I think it is the coolest thing ever. How does something (the universe in this case) just expand into empty nothing? No one knows and no one will ever know because it doesn't make any sense. Scientists can come up with some sort of theory (their own line of BS) but they have no clue. The 1st thing you have to realize is that some higher power did it. It didn't just create itself. That is pure comedy. THAT is when it really gets freaky. So what created that higher power...and so on and so on.

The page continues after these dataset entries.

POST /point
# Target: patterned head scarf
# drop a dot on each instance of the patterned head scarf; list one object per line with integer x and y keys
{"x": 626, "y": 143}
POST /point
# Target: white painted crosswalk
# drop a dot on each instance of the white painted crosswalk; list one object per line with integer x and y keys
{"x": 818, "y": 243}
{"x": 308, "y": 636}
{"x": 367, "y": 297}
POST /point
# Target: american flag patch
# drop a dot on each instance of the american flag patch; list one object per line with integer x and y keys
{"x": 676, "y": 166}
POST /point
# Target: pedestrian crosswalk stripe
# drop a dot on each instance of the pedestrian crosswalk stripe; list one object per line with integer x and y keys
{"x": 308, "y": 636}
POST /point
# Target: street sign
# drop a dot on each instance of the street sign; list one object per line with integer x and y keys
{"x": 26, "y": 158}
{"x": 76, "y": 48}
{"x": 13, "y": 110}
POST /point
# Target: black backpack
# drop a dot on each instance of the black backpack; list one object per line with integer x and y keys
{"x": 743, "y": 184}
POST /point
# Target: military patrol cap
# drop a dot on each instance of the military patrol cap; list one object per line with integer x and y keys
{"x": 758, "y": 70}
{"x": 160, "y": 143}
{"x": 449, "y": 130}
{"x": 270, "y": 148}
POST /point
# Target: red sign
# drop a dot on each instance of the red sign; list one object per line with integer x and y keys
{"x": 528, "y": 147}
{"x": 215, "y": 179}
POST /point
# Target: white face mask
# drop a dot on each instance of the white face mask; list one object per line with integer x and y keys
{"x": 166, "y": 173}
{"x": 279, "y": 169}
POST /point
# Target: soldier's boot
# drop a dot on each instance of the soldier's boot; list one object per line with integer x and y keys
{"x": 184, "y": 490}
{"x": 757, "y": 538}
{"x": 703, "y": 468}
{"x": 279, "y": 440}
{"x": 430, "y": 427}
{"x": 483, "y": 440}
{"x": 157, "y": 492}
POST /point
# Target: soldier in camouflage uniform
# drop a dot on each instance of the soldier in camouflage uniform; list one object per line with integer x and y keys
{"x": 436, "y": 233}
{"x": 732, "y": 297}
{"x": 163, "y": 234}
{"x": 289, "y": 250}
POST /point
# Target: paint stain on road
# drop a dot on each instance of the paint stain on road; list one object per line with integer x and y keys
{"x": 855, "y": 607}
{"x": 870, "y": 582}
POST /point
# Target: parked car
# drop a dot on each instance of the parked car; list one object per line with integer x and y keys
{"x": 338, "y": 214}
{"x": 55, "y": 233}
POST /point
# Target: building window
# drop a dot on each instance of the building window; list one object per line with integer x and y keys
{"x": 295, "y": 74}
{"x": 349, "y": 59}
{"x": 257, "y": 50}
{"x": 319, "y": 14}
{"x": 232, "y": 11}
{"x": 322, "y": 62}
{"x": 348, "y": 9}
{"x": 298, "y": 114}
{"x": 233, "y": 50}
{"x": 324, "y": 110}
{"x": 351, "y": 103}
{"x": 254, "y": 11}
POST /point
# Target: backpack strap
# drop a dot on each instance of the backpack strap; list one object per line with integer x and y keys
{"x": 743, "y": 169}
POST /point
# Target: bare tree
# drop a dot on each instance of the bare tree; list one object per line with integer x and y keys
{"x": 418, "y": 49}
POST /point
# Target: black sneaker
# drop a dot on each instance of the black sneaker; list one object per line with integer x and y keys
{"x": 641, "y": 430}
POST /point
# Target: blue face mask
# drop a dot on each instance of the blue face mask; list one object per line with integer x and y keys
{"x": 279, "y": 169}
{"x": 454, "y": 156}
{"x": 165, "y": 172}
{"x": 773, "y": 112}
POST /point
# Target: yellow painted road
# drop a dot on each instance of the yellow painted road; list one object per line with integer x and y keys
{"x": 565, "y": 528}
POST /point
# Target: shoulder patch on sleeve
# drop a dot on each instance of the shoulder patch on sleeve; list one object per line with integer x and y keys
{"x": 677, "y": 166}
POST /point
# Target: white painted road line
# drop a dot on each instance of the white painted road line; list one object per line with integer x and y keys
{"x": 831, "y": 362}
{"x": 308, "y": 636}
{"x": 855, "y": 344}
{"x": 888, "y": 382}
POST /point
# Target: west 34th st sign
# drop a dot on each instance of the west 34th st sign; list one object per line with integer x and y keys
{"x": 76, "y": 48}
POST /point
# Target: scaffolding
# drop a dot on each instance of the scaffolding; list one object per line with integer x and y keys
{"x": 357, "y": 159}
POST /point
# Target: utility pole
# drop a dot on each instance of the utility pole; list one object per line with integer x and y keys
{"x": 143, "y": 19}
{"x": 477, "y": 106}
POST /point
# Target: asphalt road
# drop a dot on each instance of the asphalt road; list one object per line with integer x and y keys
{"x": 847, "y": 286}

Don't even get me started on the universe being finite or infinite. My best guess is you leave earth heading up and somehow you magically arrive on the other side of the planet after you traverse the universe. FREAK ME OUT!
Adding a supernatural being takes an already complex universe and makes it infinitely more so. Occam's Razor would tell us that makes it an unlikely explanation.

 
The discovery itself is Nobel level stuff. Primordial gravitational waves being detected means Einstein wins. This has been the holy grail for researchers for some time.

 
So these gravitational waves are like god snapping his bedsheets?
That makes a useful visual. They are ripples in the curvature of space time that propagate as waves. They should be carrying gravitational radiation. They were suggested by Einstein as part of his theory of general relativity.

 
Andy Dufresne said:
Cliff Clavin said:
Andy Dufresne said:
I've been a Christian believer and also a non-believer.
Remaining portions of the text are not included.